16. Now the notice dated 4-10-1961 (Annexure 'B') which is challenged in the present proceedings is merely a memorandum informing the assessee that 12-10-1961 has been fixed as the next date for assessment for the four years and that he is required to attend the office at 9 A. M., on the said date with account books. In case of failure action according to law is stated to follow. From this notice, it is not at all possible for me to conclude that the Assessing Authority is only on the date of the notice beginning to proceed to make the assessment to the best of his judgment. As already noticed earlier, the position of the learned counsel for the petitioner is that the Assessing Authority should be deemed to proceed to assess to the best of his judgment when he makes a note on the record to this effect. This would obviously be a question of fact to be determined on the record in each case and in the present proceedings before me, I am wholly unable to come to the conclusion that the Assessing Authority has either not proceeded to assess to the best of his judgment Before 4-10-1961 or within a period of three years as contemplated by Section 11(4) of the Sales Tax Act.
On the material available to me, therefore, I am completely unable to persuade myself to exercise the discretionary power, of a high prerogative writ in the present case in favour of the petitioner and quash the impugned notice, It is, however noteworthy that Annexure 'A' annexed to the writ petition which is an affidavit dated 25-4-1960 addressed to the Assessing Authority merely states that the firm Des Raj Om Prakash had been closed on 28-10-1954 and the relevant registration certificate returned to the Excise and Taxation office and that no business of whatsoever nature was conducted by the said concern after 28-10-1954. These two annexures clearly do not afford sufficient material to justify the conclusion that the Assessing Authority had not proceeded to the best judgment assessment till 4-10-1961 or within three years.

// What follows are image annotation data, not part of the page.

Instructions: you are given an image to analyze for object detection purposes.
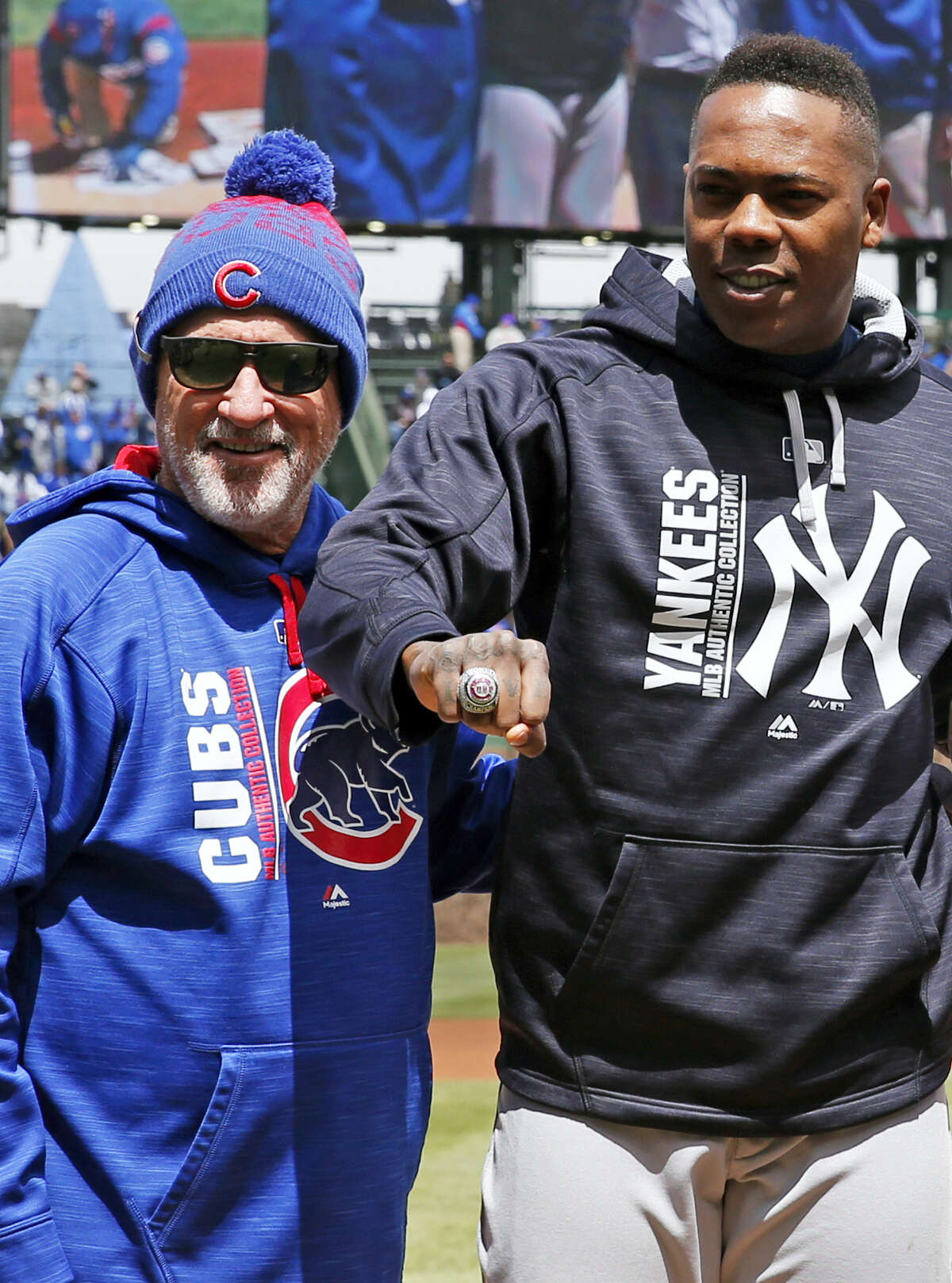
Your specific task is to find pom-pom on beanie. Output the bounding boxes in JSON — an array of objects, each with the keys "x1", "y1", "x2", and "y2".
[{"x1": 129, "y1": 129, "x2": 367, "y2": 424}]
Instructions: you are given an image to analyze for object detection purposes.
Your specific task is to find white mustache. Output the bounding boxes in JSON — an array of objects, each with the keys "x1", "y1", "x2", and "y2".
[{"x1": 195, "y1": 418, "x2": 295, "y2": 455}]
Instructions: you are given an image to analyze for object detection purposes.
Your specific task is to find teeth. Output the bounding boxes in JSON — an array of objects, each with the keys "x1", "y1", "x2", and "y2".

17. Tax laws in our country are largely premised or based on the theory of self assessment and the tax payer usually makes out his return computing the tax on it and files the return and pays the tax. It naturally calls for and requires honesty from a great majority of the tax-payers in order to make the tax administration feasible. In this background also this Court should be slow in interfering on writ side with the departmental proceedings intended to investigate into the dealings of the assessces.
18. This petition thus also fails and is dismissed with costs.